Inculturated music is the music of the heart. Heart music is the music a person is surrounded with in childhood. It touches the soul and has the ability to change thinking and behavior. It impacts the lives of worshipers emotionally, cognitively, and behaviorally.
Music is a way of knowing . . .
Inculturated art forms develop Christian identity and foster spiritual growth.
Church planters should ask if we are fostering the development of believers who fit into their local cultural, historical, and traditional patterns, or are we fostering the development of believers that will remain at the periphery of their own society.
Eliza: Can you share an example of Christian worship music that has been appropriately inculturated?
Sue: Before I moved overseas, I visited with a leader in Arizona who regularly ministered in Central Asia. I wanted to get a sense of worship music that was locally produced. He opened a drawer full of CDs and cassettes, commenting, “These are all the same, except this one.”
Most of the music had imported tunes, rhythms, and lyrics from Western worship music, but one of the albums sounded different. It was by a vocalist named Sibel Üçal. I knew I had stumbled onto something worth studying.
You can listen to some of Sibel’s music on iTunes. The album Haykır Yüreğim, which means “Cry out my heart,” is a beautiful example of inculturated Christian worship music.
Eliza: What distinguished Sibel’s album from the rest?

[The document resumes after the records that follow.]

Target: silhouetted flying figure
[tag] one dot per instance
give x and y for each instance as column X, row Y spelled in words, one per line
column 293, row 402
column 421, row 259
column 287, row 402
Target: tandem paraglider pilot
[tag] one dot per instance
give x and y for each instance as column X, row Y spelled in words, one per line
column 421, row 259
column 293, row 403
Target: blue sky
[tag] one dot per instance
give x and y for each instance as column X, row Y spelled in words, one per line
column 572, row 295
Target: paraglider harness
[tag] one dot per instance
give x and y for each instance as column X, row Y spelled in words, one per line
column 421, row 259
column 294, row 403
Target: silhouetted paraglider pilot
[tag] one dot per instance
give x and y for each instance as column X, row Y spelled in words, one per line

Sue: Cultural authenticity in the music system, style, performance, and instrumentation.
Classical Middle Eastern melodic patterns called makams are scales with twenty-four pitches made up of semitones and microtones. From a Western perspective, vocalists like Sibel sing in the cracks on the piano. She very deliberately sings pitches that are not in our musical vocabulary.
The instrumentation is different, too. Rather than guitar, bass, and drums, you find the ney (flute), oud (lute), and bendir, a framed hand drum.

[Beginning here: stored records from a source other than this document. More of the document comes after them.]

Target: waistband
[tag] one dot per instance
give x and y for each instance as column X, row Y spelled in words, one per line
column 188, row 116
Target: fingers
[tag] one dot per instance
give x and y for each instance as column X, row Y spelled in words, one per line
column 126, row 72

Eliza: What about the lyrics? Are they different from lyrics written for Western worship music?
Sue: Many are. The lyric draws on metaphors that are familiar and powerful within local culture. For example, “O holy river, flow into my garden, flow. Soaking, soaking this thirsty ground; flow with blessing.”

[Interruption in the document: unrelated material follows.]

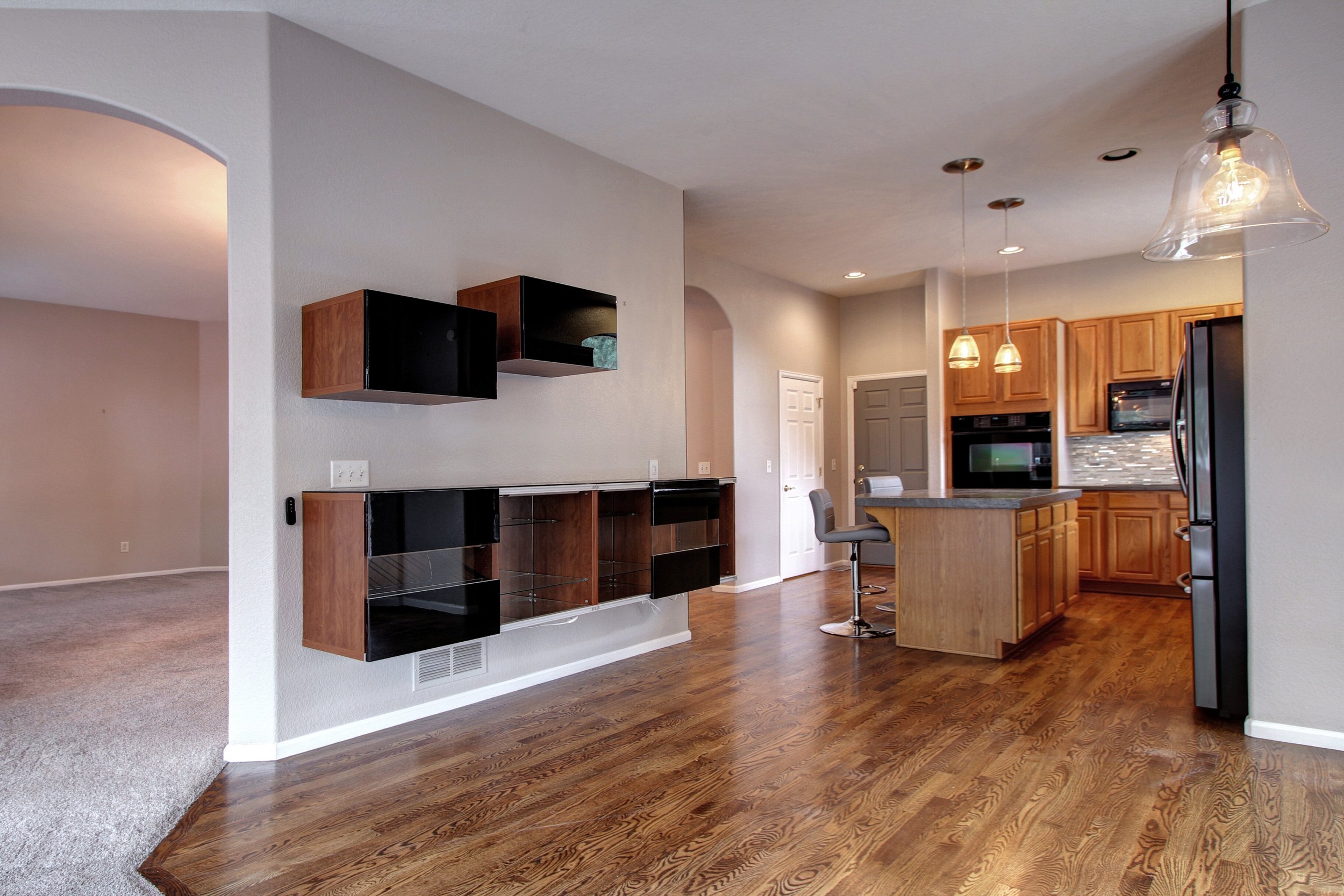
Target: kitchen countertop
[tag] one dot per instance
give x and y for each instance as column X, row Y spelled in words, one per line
column 1127, row 486
column 967, row 499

We want to be message-bearers, not culture-bearers.
Eliza: Are you ever concerned that using local musical styles that are associated with Islamic culture for Christian worship could lead to syncretism?
Sue: It’s important to understand that the makam music system is used throughout Central Asia, the Middle East, and North Africa by all the three Abrahamic faiths: Orthodox Christianity, Judaism, and Islam. It’s incorrect to associate makam music with one particular faith—Islam—as some Christian workers have in the past.
Syncretism means the mixing of something conflicting with Scripture into Christianity. Concerns that local music might conflict with Christian belief and practice should be addressed. But we should conduct an honest evaluation of the issue in light of the Word of God while keeping in mind the importance of local believers worshiping in culturally appropriate ways.
I remember a time when many churches in the US wouldn’t allow drums or saxophones to be played in the church because those instruments were associated with secular music—rock ‘n’ roll and jazz—not Christian worship. That position was an indication that churches were confusing musical forms with the content of Christian worship.
Eliza: As church planters think through issues surrounding inculturation, is there anything else they should keep in mind?
Sue: Yes, the situation now, especially in urban centers, is complex. Many people are bi-cultural, even multi-cultural. Workers in Middle Eastern and Central Asian countries would benefit from the consideration of Eastern music in these worship settings to complement the Western music already in use.
Eliza: Is there a resource you would recommend to Christian workers who want to learn more about how to encourage ethnodoxology?
Sue: As a practical resource, I would suggest Creating Local Arts Together: A Manual to Help Communities Reach Their Kingdom Goals by Brian Schrag and James R. Krabill.
Eliza Thomas is a writer with IMB. She lives with her family in Central Asia.